No single life, however rich and many-sided, could provide an adequate field for the manifestation of the Divine purpose. That purpose requires myriads of personalities, with Divine qualities, in order that the length and breadth of its infinite scope may come to expression. The Apostle prayed that the saints might be strengthened with might by the Holy Spirit to comprehend with all saints the breadth, length, depth, and height. The comprehension demands "all saints". In the human body, if an organism gets out of the controlling relationship with the other organisms, one of two things happens. It either becomes subnormal, less than its real nature and purpose, and in that way becomes unbalanced; or it becomes abnormal, and in so doing loses its distinguishing character. Cancer is like that. Because of the loss of the control of associated tissues it makes the organism abnormal, and that organism in time cannot be recognized as to what it normally is.
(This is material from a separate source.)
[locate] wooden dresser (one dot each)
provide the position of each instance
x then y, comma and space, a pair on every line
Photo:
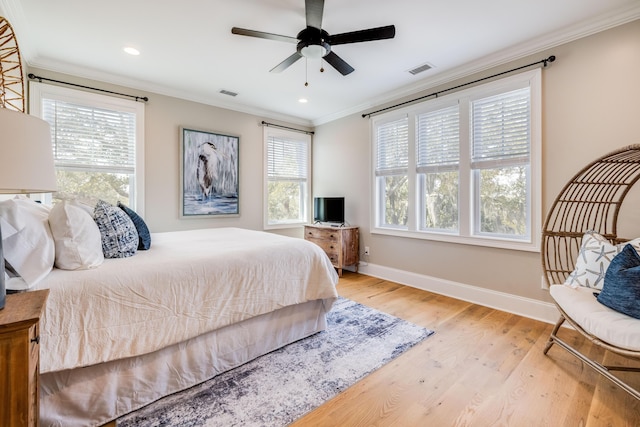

What a lot of history as to Christian lives and Christian activity is illustrated by these so well-known physical facts. What a warning they are! Fellowship, relatedness, co-ordination, are determined by the measure of spiritual life. When that spiritual life is at low ebb fellowship is strained and divisions abound. People throw off restraint and authority and act independently. When spiritual life is full and high, there is a flowing, holding, and moving together. Just after Pentecost, when life was at high tide, it says of the believers: "They continued in fellowship". All this is not only a statement of truth, it is a test of the spiritual livingness.

Of the criteria of livingness, therefore, organic relatedness in expression is a vital factor. The true expression of the Body of Christ is horizoned by life.